Rund 250 Jahre lang bewirtschaftet die Familie Lensing den Uferhof in Hüthum. „Unsere Familie war recht bedeutend in Emmerich und Umgebung“, weiß Bernhard Lensing nach ausführlichen Recherchen zu berichten, die ihn auch ins Landesarchiv nach Duisburg sowie ins Bundesarchiv und in die Staatsbibliothek nach Berlin führen. Er selbst übernimmt nach dem Tod seines Vaters 1968 den Familienhof, muss jedoch feststellen, dass dieses hoch verschuldet ist. Für den damals Anfang 20-Jährigen sei dies „sehr dramatisch“ gewesen. 1970 verkauft Lensing den Hof, bewirtschaftet in noch zwei Jahre lang, bevor er ihn aufgibt. 1974 wird die gesamte Anlage abgerissen und weicht einem modernen Hof.
Aus dem Tagesbuch des Vaters
Beim Auf- und Ausräumen auf dem Hof findet Lensing 1972 besagte Unterlagen aus dem Familienarchiv, inklusive der dicken Mappe, aber auch das Tagesbuch seines Vaters. Er begibt sich auf Spurensuche in der Familiengeschichte. „Der Verkauf des Hofes war sehr bedauerlich, damals ging eine Tradition verloren“, sagt er. „Ich habe lange unter dem Verkauf gelitten und wollte aufarbeiten, wie es zu der hohen Verschuldung kam.“ Gleichzeitig wollte er – spätestens mit dem Fotofund – mehr über seinen Vater herausfinden. Vor drei Jahren beginnt er die eigentliche Arbeit an seinem ersten Buch, das für ihn auch „eine Auseinandersetzung mit meinem Vater“ ist. Dieser war unter anderem Kreisbauernführer, Deichgräf, saß im Kreistag und im Gemeinderat.

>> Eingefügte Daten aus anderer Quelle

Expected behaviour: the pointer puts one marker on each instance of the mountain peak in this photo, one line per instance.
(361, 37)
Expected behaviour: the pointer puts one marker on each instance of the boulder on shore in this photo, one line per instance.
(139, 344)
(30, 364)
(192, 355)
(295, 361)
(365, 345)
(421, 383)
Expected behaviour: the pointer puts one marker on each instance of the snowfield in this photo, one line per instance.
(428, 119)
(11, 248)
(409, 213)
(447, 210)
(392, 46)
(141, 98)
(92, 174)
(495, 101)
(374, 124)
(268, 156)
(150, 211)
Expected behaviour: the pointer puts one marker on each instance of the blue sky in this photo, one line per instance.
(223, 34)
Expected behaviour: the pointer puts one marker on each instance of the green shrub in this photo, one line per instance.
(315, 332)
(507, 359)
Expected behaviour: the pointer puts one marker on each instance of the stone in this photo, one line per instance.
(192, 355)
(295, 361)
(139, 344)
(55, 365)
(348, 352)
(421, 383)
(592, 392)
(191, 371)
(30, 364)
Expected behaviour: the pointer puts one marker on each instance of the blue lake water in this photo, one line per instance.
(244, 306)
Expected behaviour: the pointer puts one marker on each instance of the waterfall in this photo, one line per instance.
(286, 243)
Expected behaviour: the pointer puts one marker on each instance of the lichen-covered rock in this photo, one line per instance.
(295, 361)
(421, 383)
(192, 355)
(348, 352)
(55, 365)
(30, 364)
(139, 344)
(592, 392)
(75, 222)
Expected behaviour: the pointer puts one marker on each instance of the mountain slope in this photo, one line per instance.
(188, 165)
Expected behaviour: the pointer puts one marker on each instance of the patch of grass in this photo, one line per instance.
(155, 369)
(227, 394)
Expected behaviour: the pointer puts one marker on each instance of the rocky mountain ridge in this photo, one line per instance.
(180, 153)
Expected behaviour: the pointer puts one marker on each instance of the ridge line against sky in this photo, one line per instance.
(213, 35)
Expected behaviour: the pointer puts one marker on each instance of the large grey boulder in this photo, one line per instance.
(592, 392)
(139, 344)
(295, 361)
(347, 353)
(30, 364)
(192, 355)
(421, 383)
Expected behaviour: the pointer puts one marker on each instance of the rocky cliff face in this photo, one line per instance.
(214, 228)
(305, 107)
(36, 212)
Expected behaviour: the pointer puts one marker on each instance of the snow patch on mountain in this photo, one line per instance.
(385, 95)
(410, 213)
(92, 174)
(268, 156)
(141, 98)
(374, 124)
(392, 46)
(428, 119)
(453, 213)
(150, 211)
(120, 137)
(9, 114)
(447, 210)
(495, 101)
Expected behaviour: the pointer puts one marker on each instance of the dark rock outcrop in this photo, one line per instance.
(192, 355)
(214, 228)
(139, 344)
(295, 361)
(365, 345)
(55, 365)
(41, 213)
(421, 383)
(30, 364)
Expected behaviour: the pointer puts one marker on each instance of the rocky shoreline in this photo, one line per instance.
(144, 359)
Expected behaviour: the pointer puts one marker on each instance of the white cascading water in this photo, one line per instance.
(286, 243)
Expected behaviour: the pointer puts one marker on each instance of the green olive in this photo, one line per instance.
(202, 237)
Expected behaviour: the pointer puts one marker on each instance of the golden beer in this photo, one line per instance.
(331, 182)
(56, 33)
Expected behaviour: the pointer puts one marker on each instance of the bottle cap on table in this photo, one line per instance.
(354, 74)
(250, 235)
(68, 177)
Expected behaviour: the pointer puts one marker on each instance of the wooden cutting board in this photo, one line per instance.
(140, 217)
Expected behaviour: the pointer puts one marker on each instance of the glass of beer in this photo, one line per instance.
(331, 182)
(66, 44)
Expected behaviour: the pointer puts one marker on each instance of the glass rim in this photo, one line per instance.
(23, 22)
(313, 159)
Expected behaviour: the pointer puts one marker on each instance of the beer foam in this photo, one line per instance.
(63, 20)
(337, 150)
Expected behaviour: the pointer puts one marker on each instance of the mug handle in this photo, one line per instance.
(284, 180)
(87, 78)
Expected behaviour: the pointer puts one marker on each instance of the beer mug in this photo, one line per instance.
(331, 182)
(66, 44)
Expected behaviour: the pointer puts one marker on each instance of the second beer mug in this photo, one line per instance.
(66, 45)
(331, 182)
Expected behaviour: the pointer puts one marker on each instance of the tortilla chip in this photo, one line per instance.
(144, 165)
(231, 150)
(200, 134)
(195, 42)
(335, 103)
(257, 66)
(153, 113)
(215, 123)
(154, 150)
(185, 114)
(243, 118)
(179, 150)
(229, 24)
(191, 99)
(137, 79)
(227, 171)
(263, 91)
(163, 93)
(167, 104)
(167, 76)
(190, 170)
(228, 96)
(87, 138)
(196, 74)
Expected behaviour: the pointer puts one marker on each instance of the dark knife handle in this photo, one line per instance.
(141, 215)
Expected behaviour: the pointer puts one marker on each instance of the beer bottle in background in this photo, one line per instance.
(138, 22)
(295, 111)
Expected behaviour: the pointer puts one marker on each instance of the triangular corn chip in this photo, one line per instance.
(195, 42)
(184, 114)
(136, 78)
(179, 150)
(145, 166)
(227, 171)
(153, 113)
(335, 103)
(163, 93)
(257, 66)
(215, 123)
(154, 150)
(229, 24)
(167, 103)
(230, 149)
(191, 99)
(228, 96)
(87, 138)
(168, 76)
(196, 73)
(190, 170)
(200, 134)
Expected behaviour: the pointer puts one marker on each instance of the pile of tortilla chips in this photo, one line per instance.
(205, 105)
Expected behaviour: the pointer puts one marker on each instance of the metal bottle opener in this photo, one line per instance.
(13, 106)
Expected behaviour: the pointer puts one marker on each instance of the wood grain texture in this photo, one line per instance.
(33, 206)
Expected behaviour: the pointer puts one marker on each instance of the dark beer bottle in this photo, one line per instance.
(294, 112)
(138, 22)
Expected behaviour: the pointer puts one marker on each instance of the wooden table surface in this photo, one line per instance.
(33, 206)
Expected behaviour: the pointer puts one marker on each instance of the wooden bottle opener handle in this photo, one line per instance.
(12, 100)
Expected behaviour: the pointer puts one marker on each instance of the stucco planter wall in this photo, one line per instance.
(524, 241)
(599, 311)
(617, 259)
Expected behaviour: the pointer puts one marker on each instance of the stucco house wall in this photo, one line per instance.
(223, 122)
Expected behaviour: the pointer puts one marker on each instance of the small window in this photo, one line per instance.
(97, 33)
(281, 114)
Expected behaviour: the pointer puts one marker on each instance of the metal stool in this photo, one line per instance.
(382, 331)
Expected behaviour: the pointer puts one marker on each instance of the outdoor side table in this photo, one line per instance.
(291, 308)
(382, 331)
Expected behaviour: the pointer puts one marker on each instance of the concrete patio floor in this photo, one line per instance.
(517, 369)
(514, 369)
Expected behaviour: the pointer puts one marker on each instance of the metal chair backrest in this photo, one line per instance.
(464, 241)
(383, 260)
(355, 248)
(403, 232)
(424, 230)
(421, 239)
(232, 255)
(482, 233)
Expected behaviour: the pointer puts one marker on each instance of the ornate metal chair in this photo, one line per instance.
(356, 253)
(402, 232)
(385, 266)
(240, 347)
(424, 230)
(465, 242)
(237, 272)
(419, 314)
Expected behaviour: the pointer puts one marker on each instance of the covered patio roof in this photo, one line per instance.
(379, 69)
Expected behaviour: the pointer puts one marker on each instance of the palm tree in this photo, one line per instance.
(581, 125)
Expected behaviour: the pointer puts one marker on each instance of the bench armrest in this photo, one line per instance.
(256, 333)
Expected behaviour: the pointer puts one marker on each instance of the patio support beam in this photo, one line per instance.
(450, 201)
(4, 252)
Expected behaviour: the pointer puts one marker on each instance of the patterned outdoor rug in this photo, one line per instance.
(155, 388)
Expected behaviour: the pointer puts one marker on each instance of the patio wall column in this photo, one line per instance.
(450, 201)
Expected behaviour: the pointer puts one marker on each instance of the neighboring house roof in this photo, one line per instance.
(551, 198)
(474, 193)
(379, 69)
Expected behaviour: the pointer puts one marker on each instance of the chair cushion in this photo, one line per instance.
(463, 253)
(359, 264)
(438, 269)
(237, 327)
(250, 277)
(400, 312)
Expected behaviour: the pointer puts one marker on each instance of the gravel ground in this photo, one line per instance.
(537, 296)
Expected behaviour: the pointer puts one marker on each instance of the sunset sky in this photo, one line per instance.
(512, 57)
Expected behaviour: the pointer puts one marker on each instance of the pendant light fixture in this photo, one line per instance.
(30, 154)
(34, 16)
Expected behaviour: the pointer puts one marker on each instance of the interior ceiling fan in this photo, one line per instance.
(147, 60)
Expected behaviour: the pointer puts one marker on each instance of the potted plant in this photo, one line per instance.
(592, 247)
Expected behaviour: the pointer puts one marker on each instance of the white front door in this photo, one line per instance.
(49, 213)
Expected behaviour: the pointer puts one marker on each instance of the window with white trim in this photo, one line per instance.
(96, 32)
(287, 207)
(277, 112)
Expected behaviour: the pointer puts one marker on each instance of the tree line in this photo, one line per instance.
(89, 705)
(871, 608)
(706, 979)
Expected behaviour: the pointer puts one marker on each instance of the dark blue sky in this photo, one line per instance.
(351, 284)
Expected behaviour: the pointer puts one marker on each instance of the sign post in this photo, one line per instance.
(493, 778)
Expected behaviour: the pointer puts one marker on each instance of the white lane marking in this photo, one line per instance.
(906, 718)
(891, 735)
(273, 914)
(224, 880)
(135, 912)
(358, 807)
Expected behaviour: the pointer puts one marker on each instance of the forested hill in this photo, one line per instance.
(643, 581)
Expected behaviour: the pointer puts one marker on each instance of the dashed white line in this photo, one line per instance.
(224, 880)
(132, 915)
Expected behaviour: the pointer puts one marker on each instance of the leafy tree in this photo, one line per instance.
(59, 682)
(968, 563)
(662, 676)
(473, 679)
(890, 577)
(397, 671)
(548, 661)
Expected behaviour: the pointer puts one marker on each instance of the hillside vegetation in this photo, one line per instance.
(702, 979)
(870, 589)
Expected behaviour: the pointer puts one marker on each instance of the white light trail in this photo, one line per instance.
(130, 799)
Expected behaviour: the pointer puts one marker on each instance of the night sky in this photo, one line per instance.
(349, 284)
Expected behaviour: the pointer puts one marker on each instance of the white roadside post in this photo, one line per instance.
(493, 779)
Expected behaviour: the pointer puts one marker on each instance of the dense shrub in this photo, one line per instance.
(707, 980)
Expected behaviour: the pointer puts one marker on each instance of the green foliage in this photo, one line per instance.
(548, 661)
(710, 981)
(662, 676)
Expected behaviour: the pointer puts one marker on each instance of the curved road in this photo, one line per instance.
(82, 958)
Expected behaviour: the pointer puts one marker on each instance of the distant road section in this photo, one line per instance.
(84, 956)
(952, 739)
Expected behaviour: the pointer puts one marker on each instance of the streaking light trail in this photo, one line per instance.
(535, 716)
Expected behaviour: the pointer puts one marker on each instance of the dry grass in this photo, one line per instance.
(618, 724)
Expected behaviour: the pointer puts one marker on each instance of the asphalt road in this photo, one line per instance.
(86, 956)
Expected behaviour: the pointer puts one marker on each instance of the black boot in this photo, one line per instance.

„Ich bin überzeugt, dass mein Vater kein richtiger Nazi war“, sagt Bernhard Lensing. „Aber er hat mitgemacht.“ Wie so viele andere aus. Ein Grund aus seiner Sicht: „In den 1930er-Jahren waren die Bauern in Deutschland insgesamt hoch verschuldet, unter anderem wegen der Weltwirtschaftskrise. Die Nazis haben daraufhin ein Entschuldungsprogramm gefahren und die Bauern so gelockt. Sie haben ihnen suggeriert, dass sie die Zukunft und die Stütze des Dritten Reiches sein sollen.“ Tatsächlich war auch der Uferhof in Hüthum zwischen 1942 und 1943 entschuldet. Der Plan der Nazis sei aufgegangen, sagt Lensing, „viele Bauern standen ihnen nicht mehr anlehnend gegenüber.
Als „gefährlich-faszinierend“ beschreibt Lensing die Methoden der Nazis. „Sie haben so nicht nur die Bauern eingefangen“, betont er und sieht hier „Lockmittel, die ein bisschen an die heutige Zeit erinnern und an das Vorgehen der AfD“. Insgesamt gebe es „viele Parallelen zwischen dem, was damals passiert ist, und heute – nicht nur zur AfD, sondern beispielsweise auch zur Politik von Wladimir Putin“. Darauf müsse man aufmerksam machen.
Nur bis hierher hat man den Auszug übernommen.